Обычно я стараюсь найти себе занятие сам, чтобы мне не нашли. К примеру, могу часами помахивать метелкой, сметая все на своем пути, но откладывая окончание работы "на потом", чтобы обязательно это не успеть. А тут, как на зло, остановился на минутку с Юрбаном свежим воздухом покурить, ведь "дым отечества нам сладок и приятен". Хотя Чацкий, наверное, курил что-то более интересное. Теперь вот послали на кухню с еще десятком человек, а мне уж верилось, что туда я больше не ездун... ездюк... ездец...2 Короче, пошел отмывать посуду с посланными массами от масс недоеденных.
Оспаривая мнение Марка Твена, мое стремление к большинству обусловлено возможностью пофилонить в толпе. Но в столовой – это наиболее сложная задача. И тут смотрю: у складов пять человек построились и ждут чего-то. Присоединился к ним с краю – все равно командирша не помнит, кого отослала. Проходит капитан и спрашивает меня, как крайнего: "Что вы тут делаете?" (имея в виду всю толпу) Честно ответил: "Не знаю." И выпрямился по стойке смирно. "Продолжайте", – ответил он и ушел. А мы остались в молчаливой выправке по стойке смирно.

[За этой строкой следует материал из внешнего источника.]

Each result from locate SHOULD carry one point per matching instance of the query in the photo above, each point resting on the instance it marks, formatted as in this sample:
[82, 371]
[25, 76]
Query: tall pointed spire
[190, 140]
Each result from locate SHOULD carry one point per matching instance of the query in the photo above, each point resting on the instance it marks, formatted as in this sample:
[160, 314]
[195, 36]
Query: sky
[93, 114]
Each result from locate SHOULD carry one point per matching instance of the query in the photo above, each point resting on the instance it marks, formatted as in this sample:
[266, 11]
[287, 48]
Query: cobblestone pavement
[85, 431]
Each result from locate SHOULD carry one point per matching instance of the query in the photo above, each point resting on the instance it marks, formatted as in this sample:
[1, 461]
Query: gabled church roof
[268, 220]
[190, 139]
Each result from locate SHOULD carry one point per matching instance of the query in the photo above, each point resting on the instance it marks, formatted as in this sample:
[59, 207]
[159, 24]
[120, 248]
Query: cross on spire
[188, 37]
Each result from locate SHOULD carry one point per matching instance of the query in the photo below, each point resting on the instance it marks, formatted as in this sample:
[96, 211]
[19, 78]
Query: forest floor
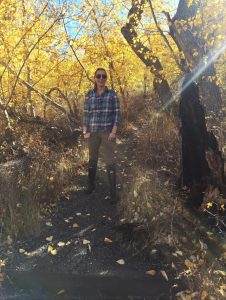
[81, 253]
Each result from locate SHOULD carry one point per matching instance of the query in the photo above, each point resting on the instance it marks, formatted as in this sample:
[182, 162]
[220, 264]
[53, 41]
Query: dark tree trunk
[160, 84]
[202, 163]
[194, 52]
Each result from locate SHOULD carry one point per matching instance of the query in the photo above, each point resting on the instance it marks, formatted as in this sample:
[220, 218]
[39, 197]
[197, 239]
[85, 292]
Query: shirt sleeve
[116, 110]
[86, 111]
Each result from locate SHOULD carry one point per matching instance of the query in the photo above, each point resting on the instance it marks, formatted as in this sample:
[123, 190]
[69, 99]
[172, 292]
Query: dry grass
[170, 227]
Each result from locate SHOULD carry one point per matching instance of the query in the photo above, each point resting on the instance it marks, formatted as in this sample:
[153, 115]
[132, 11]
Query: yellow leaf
[204, 294]
[50, 238]
[121, 261]
[151, 272]
[75, 225]
[61, 244]
[86, 242]
[165, 275]
[50, 248]
[107, 240]
[61, 292]
[188, 263]
[135, 194]
[54, 252]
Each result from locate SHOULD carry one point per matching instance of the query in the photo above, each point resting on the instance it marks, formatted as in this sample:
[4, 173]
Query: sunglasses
[103, 76]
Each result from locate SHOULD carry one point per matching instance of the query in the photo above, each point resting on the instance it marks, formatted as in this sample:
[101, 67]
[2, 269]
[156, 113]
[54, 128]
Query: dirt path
[83, 263]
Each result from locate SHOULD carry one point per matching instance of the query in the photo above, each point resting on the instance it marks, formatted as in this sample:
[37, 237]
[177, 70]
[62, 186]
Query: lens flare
[202, 66]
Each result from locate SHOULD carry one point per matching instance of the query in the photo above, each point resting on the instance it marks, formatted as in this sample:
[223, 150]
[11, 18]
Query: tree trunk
[160, 84]
[202, 162]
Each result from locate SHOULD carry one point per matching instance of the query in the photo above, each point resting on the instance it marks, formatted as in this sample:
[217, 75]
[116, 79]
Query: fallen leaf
[151, 272]
[50, 248]
[204, 294]
[53, 252]
[75, 225]
[107, 241]
[135, 194]
[121, 261]
[61, 244]
[188, 263]
[49, 224]
[50, 238]
[86, 242]
[61, 292]
[164, 275]
[153, 251]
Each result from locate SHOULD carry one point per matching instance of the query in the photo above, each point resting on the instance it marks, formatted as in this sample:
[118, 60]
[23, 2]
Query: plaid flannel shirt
[101, 112]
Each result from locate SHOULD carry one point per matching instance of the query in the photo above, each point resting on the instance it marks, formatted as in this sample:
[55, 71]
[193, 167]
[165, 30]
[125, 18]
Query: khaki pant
[98, 139]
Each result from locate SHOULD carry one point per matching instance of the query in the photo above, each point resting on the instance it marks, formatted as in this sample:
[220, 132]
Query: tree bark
[194, 53]
[202, 162]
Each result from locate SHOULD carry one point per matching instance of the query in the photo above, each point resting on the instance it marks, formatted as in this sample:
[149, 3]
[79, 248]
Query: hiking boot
[111, 170]
[91, 178]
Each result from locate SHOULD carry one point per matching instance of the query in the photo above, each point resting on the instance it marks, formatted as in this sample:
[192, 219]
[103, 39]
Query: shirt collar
[105, 91]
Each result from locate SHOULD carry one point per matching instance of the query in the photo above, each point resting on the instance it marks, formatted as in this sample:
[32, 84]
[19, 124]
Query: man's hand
[86, 135]
[112, 136]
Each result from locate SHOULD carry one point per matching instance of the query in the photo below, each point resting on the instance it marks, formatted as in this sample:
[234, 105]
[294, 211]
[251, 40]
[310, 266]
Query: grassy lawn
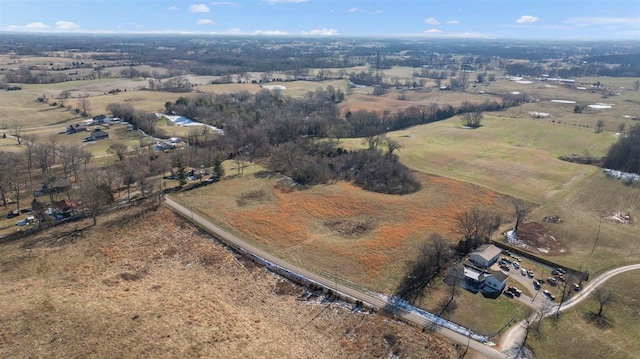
[496, 313]
[575, 336]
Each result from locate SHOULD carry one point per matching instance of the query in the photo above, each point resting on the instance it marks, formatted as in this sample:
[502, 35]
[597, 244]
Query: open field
[161, 288]
[511, 156]
[584, 209]
[366, 236]
[574, 336]
[497, 313]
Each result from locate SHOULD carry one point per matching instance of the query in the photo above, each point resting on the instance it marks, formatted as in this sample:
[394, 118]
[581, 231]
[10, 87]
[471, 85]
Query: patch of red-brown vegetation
[349, 228]
[620, 217]
[159, 287]
[254, 196]
[384, 230]
[538, 238]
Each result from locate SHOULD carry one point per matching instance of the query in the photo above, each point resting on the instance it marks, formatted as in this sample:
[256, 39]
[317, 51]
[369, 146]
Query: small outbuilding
[495, 281]
[99, 135]
[485, 255]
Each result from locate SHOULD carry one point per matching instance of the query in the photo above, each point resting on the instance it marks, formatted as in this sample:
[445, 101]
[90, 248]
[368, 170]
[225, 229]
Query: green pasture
[517, 157]
[574, 336]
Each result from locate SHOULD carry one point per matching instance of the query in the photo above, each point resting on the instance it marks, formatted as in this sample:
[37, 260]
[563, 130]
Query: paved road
[514, 335]
[234, 241]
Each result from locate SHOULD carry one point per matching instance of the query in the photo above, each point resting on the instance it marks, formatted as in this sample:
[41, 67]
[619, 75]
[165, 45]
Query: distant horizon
[311, 37]
[586, 20]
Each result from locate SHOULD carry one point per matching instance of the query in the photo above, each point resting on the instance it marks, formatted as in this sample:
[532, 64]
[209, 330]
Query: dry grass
[151, 285]
[293, 224]
[514, 157]
[575, 336]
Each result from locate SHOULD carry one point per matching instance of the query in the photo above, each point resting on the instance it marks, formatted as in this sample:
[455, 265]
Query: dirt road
[514, 335]
[412, 317]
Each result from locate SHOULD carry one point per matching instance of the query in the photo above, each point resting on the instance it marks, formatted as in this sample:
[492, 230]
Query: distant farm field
[366, 237]
[516, 157]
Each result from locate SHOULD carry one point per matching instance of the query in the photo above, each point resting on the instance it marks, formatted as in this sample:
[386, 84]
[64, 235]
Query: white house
[495, 281]
[485, 255]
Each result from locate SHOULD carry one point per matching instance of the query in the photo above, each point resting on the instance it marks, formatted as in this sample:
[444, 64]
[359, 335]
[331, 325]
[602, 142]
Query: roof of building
[99, 133]
[498, 275]
[473, 274]
[487, 251]
[65, 204]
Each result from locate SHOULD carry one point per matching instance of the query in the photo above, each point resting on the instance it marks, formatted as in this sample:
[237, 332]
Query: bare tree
[603, 297]
[9, 165]
[433, 255]
[64, 95]
[95, 192]
[373, 142]
[565, 292]
[53, 142]
[84, 104]
[599, 126]
[30, 141]
[521, 210]
[472, 119]
[17, 132]
[475, 225]
[621, 127]
[72, 157]
[392, 145]
[528, 323]
[18, 180]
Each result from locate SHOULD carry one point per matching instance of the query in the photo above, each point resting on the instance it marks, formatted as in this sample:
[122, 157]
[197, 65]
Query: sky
[491, 19]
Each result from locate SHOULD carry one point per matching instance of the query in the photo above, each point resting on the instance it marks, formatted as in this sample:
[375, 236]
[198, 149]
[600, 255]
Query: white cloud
[269, 32]
[66, 25]
[30, 26]
[596, 20]
[199, 8]
[283, 1]
[36, 25]
[431, 21]
[321, 32]
[527, 19]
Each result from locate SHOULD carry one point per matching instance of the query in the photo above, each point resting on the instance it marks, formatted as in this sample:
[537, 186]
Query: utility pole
[377, 68]
[597, 236]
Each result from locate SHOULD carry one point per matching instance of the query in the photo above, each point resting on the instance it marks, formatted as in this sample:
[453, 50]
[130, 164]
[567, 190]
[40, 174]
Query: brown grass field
[576, 337]
[366, 236]
[161, 288]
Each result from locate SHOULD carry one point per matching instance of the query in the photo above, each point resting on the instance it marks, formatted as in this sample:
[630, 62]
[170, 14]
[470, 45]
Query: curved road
[514, 336]
[234, 241]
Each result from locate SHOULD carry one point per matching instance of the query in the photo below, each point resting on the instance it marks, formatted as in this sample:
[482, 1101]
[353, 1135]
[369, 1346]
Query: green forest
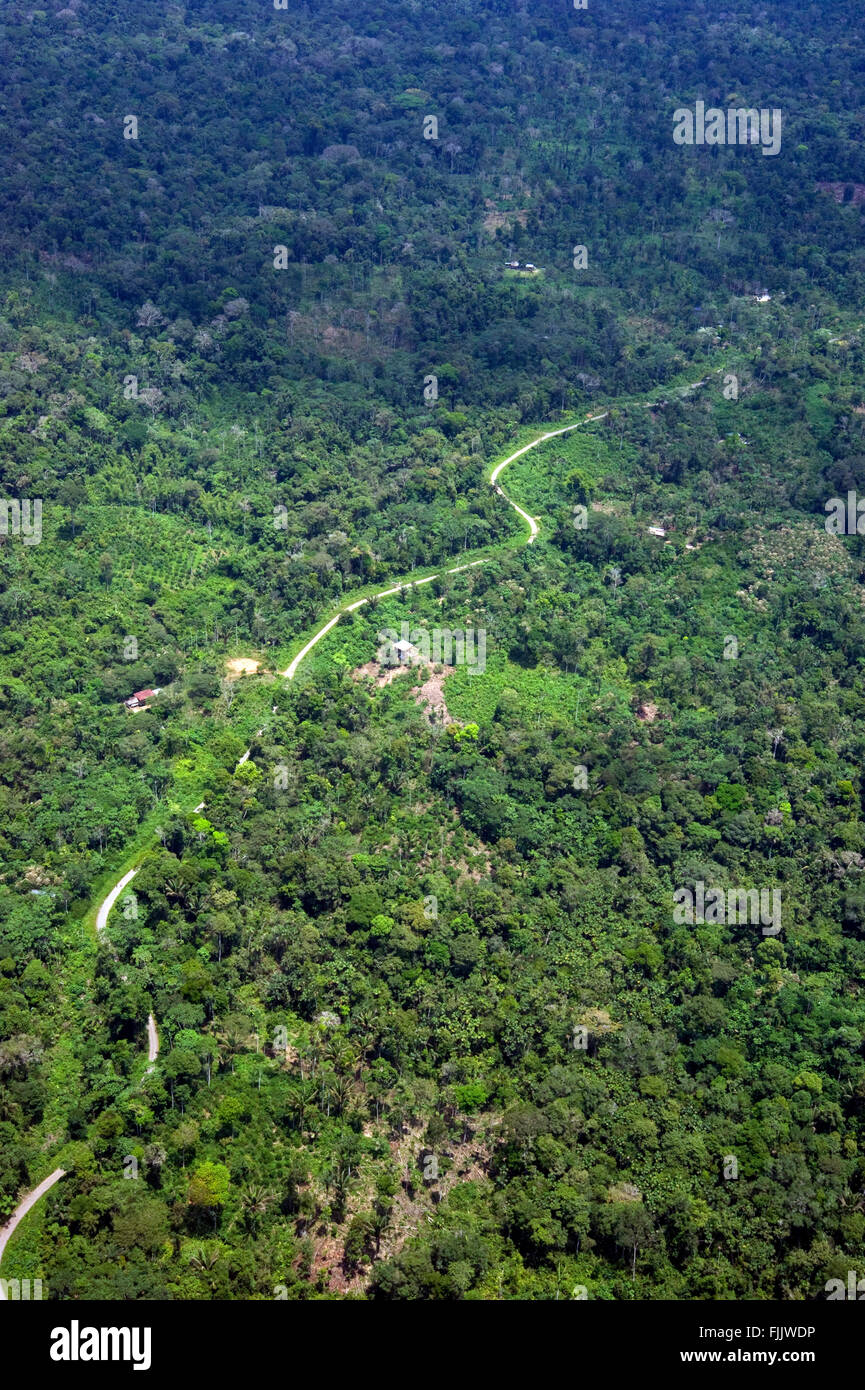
[427, 1022]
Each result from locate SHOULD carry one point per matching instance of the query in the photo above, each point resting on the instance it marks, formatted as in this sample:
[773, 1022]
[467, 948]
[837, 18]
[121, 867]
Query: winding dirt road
[104, 909]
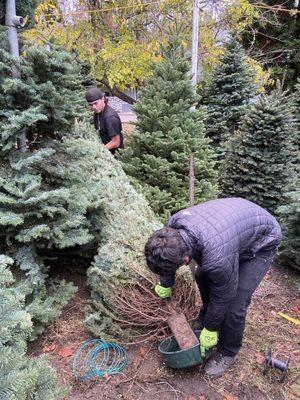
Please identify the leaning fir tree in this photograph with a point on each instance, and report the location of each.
(227, 95)
(66, 195)
(260, 157)
(168, 130)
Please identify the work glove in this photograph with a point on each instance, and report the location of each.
(163, 293)
(207, 340)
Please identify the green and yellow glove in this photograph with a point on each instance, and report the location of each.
(163, 293)
(207, 339)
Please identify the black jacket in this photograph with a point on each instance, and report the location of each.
(220, 233)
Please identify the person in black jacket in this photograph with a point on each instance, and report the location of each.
(106, 120)
(233, 242)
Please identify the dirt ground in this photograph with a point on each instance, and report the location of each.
(146, 377)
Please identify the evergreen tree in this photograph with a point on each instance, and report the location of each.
(260, 157)
(43, 198)
(289, 212)
(228, 94)
(289, 217)
(21, 377)
(168, 131)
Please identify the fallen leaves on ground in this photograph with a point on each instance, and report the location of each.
(142, 352)
(229, 396)
(259, 357)
(66, 351)
(49, 347)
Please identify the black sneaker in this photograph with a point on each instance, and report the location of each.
(217, 365)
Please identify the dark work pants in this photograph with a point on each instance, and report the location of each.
(251, 273)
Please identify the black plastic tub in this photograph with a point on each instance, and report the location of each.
(174, 357)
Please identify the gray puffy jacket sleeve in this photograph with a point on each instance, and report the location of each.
(220, 233)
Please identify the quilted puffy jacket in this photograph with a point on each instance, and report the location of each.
(220, 233)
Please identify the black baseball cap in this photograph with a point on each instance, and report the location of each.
(93, 94)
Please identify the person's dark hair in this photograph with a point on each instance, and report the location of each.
(165, 251)
(93, 94)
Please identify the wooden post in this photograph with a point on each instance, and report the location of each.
(181, 329)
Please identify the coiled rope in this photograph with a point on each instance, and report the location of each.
(97, 357)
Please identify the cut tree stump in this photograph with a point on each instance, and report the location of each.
(180, 327)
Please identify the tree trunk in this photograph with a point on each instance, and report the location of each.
(181, 329)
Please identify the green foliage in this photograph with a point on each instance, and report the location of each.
(273, 39)
(21, 377)
(227, 95)
(126, 222)
(289, 211)
(289, 217)
(65, 192)
(44, 193)
(24, 8)
(260, 157)
(168, 131)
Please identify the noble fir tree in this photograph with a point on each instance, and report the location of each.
(65, 195)
(260, 157)
(289, 212)
(167, 131)
(227, 95)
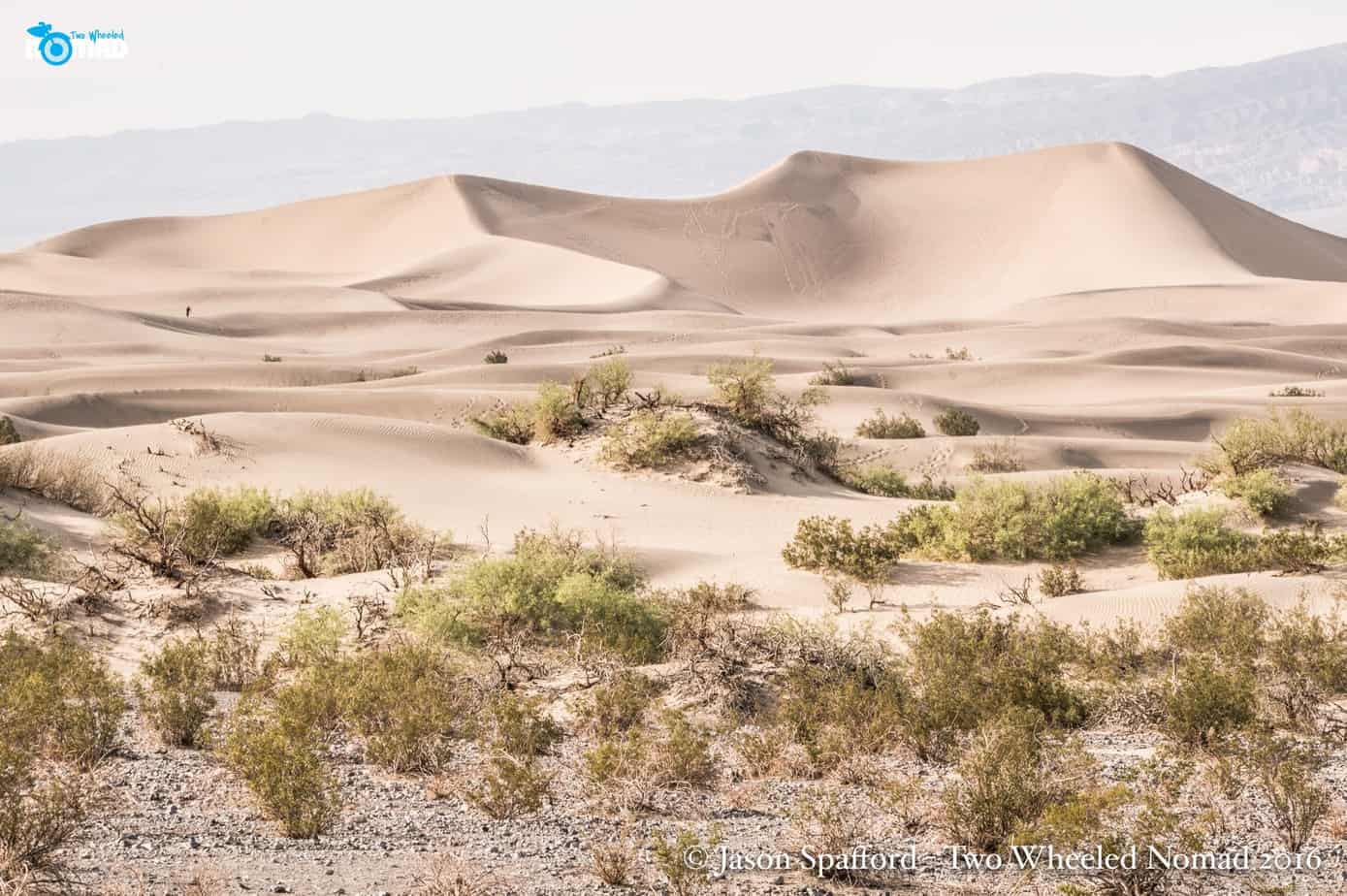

Собственно, за разговорчики в строю нас пугают, что мы весь день будем так стоять. Я был бы не против – все лучше мытья посуды. Так что продолжаю придерживаться позиции, в которой слова не расходятся с делом: молчу и ничего не делаю. К сожалению, оказалось, что эта группа ожидала отправки домой на "гимели". Больные и немощные неподвижно стояли четверть часа, шикая на меня, когда я пытался узнать, что мы, собственно, ждем. С прибытием автобуса они собирались так быстро, что было обидно терять таких активных и способных вояк.
А вообще, это была гениальная идея, давно пришедшая в голову, и, наконец, нашедшая мозг! На ближайших стрельбищах пожаловался, что сильно чешутся глаза, и меня тут же отправили к медику полка. Тот первым делом протянул мне градусник. Я говорю, что у меня нет жара, а просто аллергия. Но это было неважно – пришлось измерить температуру прежде, чем получить хоть какую-то помощь. У него вообще пунктик на градусник. Может, это единственный прибор, который он был способен освоить. В итоге удалось выбить "бет" на полдня, в отличие от "гимеля" – это отдых на территории лагеря. Тоже неплохо!
После этого случая я серьезно занялся своим здоровьем. Вместо помахивания любимым метательным орудием (в смысле, метлой) теперь часами сидел в ожидании медицинской помощи, услужливо пропуская всех вперед, благодаря чему последующие три дня вообще не понимал, что происходит на базе. Кричал со всеми "Акшев" и на вопрос: "Понятно?" – кричал "Да!" со всеми, а после спрашивал, что же мы делаем и что нам понятно. Немного успокаивало то, что не я один был такой, так как большая половина спрашивала у меньшей то же самое.
Врач на базе появлялся лишь дважды в неделю, но принимал всех до последнего. Получить медицинскую помощь стало неизбежно. Ничего, рассказал ему все, как есть. Мол, я не профессионал, поэтому врать не буду... и понеслась! Обалдев от моих симптомов, доктор осторожно сказал:
- Не хочу тебя пугать, но тебе стоит провериться. Я выпишу направление, и, если в течение двух недель ты никуда не попадешь, то определю в приемный покой.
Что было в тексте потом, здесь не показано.